Raymond Lau, manager of the Dim Sum Palace on Manhattan’s famed “Restaurant Row,” said, “It would be unbelievable to wait for a vaccine.”
“With winter coming, it’s so hard to dine outdoors. Right now, we are surviving, but if they are going to defer the indoor dining, we can survive only three or four months,” he said.
Elias N., co-owner of the Galaxy Diner in Hell’s Kitchen, said that although the restaurant can serve 65 people inside, there are only 15 seats outside and “it only fills up on Saturday and Sunday.”
“After October, no one will sit outside,” he said.
“As a human being, this is very bad.
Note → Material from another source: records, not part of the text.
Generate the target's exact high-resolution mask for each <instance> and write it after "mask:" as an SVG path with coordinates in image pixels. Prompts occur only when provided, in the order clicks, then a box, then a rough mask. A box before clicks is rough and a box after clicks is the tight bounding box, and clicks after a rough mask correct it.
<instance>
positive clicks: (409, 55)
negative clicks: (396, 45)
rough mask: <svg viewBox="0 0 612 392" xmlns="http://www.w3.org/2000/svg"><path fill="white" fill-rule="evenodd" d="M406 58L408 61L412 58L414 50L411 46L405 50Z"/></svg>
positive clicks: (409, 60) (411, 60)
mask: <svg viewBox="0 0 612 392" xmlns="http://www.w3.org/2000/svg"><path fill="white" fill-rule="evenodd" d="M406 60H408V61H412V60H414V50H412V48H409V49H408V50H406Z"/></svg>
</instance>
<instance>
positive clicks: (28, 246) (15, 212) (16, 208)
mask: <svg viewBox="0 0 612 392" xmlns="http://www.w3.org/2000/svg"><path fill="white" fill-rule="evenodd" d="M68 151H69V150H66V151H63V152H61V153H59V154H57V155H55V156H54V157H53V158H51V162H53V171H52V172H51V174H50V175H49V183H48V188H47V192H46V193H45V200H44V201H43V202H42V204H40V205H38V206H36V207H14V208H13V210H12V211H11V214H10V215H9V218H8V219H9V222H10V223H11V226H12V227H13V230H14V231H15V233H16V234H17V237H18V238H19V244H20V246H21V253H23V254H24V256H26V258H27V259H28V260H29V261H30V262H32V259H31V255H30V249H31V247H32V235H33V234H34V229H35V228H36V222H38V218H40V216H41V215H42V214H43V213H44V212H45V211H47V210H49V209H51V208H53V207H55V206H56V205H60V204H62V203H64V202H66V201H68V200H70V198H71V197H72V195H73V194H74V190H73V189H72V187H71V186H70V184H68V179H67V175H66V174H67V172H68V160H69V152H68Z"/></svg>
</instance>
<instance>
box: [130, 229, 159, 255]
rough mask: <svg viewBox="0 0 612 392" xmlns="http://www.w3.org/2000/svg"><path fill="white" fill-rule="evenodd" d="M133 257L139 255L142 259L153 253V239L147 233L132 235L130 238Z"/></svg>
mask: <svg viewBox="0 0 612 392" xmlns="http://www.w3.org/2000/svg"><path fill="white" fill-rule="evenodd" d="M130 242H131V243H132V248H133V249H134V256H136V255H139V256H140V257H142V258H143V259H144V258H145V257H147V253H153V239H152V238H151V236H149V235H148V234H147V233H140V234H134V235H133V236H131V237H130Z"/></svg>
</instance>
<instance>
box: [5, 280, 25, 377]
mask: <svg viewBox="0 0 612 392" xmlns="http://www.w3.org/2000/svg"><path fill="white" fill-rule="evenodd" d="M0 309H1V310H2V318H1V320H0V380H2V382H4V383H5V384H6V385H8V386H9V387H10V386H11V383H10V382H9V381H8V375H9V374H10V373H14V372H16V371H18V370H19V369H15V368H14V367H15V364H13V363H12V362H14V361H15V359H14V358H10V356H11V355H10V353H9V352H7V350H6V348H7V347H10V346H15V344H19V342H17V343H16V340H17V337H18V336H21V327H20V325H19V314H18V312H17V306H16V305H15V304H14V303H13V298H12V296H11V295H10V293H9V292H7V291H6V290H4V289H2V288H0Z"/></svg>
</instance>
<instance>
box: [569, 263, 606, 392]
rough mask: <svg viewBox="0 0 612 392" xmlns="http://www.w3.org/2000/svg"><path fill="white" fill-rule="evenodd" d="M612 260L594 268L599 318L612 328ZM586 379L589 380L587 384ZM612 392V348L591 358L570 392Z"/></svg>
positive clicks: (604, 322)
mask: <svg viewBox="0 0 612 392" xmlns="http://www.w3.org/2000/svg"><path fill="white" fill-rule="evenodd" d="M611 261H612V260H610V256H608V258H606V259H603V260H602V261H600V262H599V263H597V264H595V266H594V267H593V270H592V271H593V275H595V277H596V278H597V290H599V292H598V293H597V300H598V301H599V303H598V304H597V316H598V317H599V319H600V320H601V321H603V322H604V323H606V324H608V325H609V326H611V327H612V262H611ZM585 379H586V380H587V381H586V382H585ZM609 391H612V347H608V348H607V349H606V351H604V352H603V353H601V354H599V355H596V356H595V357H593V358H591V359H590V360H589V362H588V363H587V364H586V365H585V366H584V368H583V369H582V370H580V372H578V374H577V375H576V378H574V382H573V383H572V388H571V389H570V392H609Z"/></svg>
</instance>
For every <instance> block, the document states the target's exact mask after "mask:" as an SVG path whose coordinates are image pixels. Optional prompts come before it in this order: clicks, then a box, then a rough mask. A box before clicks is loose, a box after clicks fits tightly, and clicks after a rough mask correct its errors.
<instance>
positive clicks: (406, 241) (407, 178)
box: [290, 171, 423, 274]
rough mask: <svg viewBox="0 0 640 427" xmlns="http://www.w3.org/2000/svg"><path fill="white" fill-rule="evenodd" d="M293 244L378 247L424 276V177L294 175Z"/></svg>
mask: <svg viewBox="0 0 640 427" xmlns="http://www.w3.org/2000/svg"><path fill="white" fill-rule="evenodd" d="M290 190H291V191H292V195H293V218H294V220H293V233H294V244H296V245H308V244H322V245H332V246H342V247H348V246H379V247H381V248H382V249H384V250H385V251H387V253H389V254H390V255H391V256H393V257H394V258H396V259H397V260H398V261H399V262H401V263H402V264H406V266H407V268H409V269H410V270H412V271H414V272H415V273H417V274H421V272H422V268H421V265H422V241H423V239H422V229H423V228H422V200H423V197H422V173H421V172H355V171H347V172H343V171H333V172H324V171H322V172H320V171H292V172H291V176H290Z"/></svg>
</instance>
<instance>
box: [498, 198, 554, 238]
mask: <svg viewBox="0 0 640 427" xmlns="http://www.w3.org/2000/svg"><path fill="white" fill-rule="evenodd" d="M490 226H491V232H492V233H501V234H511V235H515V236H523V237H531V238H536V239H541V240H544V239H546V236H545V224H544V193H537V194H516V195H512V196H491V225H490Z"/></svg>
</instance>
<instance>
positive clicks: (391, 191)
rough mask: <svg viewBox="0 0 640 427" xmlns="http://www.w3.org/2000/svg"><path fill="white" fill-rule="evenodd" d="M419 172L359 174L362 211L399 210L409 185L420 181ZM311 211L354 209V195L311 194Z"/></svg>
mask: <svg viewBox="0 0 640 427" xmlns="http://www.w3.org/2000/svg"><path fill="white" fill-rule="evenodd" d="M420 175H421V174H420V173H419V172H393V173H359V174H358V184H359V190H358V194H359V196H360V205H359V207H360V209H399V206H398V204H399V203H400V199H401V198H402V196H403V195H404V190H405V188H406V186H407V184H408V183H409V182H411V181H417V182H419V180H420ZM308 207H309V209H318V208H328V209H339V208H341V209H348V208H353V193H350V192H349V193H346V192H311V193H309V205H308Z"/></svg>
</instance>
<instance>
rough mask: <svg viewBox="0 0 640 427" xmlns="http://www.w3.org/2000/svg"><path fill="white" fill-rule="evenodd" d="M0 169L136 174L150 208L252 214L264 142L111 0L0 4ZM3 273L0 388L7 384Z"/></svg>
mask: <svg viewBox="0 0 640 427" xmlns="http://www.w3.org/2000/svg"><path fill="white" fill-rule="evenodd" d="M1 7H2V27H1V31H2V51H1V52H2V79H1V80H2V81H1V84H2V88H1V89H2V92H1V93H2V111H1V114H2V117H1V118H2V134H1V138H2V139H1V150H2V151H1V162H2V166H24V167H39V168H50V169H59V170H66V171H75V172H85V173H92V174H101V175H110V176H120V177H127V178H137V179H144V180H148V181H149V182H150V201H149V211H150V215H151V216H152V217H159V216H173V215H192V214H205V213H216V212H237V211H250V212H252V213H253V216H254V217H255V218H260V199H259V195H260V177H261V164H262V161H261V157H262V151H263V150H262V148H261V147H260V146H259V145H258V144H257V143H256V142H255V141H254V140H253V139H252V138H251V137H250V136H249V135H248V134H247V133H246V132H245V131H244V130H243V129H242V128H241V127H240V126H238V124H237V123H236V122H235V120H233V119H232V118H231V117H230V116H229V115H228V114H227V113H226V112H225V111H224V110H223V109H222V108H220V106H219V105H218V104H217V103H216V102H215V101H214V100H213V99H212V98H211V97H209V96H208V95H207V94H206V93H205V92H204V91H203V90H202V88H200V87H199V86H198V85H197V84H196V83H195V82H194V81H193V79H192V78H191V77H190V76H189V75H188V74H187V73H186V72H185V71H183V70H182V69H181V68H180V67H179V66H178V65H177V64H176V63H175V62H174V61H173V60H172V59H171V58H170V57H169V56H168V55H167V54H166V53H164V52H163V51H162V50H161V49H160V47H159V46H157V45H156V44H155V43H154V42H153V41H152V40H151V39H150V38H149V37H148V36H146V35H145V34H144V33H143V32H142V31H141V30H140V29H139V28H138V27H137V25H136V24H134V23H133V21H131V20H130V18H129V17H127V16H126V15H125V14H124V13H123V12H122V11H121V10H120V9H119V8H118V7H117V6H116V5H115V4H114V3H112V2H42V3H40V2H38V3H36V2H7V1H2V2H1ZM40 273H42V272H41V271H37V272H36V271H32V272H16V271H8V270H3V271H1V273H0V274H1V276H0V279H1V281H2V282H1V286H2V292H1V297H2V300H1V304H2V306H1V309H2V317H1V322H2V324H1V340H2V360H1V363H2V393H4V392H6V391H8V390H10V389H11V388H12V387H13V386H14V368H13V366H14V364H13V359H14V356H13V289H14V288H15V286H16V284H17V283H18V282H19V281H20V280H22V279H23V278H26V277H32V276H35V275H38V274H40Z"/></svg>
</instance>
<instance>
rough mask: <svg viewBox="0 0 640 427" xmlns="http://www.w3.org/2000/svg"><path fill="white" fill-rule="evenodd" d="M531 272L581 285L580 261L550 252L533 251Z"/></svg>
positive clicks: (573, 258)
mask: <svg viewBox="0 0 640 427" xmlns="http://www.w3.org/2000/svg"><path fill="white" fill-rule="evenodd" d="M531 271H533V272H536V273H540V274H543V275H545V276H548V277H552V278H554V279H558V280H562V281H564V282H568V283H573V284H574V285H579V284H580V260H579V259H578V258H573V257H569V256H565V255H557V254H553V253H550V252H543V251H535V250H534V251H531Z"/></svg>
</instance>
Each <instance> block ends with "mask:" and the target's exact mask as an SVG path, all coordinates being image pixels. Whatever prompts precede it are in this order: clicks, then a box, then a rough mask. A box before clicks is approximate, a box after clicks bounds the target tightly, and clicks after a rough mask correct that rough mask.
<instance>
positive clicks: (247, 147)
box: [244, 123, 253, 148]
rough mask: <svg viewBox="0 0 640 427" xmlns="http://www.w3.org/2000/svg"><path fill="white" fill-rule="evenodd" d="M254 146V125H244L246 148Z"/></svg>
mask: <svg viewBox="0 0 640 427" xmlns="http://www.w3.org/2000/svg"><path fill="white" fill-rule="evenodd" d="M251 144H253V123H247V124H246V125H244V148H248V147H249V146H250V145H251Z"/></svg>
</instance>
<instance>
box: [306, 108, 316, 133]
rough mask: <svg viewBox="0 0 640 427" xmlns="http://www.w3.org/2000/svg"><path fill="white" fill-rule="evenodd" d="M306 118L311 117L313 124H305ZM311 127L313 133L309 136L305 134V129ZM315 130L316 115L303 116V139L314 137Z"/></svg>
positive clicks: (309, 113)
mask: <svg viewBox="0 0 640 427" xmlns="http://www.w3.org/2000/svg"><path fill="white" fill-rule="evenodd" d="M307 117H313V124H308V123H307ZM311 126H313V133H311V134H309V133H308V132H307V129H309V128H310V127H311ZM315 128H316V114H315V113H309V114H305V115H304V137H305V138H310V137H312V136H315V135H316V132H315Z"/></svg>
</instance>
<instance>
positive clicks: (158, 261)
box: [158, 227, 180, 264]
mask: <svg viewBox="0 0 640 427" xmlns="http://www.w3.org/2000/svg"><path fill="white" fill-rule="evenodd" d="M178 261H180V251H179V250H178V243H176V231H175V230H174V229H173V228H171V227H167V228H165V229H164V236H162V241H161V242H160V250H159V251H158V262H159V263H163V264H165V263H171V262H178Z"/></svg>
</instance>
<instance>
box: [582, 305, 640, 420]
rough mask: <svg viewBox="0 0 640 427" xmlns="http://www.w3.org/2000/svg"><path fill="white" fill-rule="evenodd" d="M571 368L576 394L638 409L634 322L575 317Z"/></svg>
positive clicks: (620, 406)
Even now I am afraid to pick up a plate even with gloves. I am an old guy. I am ready to retire and go to the Greek Islands.”
In Brooklyn, Travel Bar co-owner Mike Vacheresse, said, “We were able to pay half rent from April through July, but now we have to repay that money.”
“Without a break in rent, and with winter coming, I don’t know how we will continue. We are probably doing 20 percent of our sales right now,” he said.
“And the thing is that the public perception now is that we are doing fine because we have five tables up front with people sitting at them, but that is a fraction of what we do.”
Megan Rickerson, 34, owner of the Someday Bar on Atlantic Avenue, said, “I can’t pay rent. I can’t pay my staff. I can last a couple months, maybe three.”
“Outdoor dining is not a savior by any means,” she said.
“Between drug use and homeless people harassing customers, customers don’t want to wait to dine outside. And there are cars flying by at 40 mph.”